Seconding "A people history of the united states" by howard zinn. It should be THE high school history curriculum in the u.s.

[–] PugJesus@lemmy.world 3 points 1 day ago (2 children)

It's very poor scholarship. Challenging the dominant narrative of nationalist mythology is important, but not in a way that disregards history.

[–] LibertyLizard 2 points 1 day ago (1 children)

I’ve also heard this. Do you have any recommendations for a similar book that’s more historically accurate?

[–] PugJesus@lemmy.world 1 points 1 day ago (1 children)

Unfortunately, I don't know many general histories of the US in, uh, general.
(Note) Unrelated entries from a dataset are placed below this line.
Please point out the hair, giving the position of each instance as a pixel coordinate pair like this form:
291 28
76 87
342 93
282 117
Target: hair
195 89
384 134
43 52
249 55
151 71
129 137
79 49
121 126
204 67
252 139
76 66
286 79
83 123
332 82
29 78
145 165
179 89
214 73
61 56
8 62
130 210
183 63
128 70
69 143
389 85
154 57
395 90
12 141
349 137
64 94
Modern academia has left behind most of the stuff we think of kids being taught by moldy school textbooks, but those selfsame textbooks are often resistant to academic consensus (thanks, Texas) that has been around since the 1970s.

There's a Cambridge History of America and the World that's an excellent starter, but it's several volumes long and, uh, in the true spirit of academic literature, horrifically fucking expensive. ~~I hear there are places on the Fediverse which give good advice about the high seas for such matters though~~

[–] LibertyLizard 2 points 1 day ago

Yeah I like history but it needs a good writer to make it interesting. It can be very dry. I also am far more interested in movements and politics of ordinary people then the “great men” of history, so this book sounded appealing but I am hoping somewhere out there exists another that is more scholarly.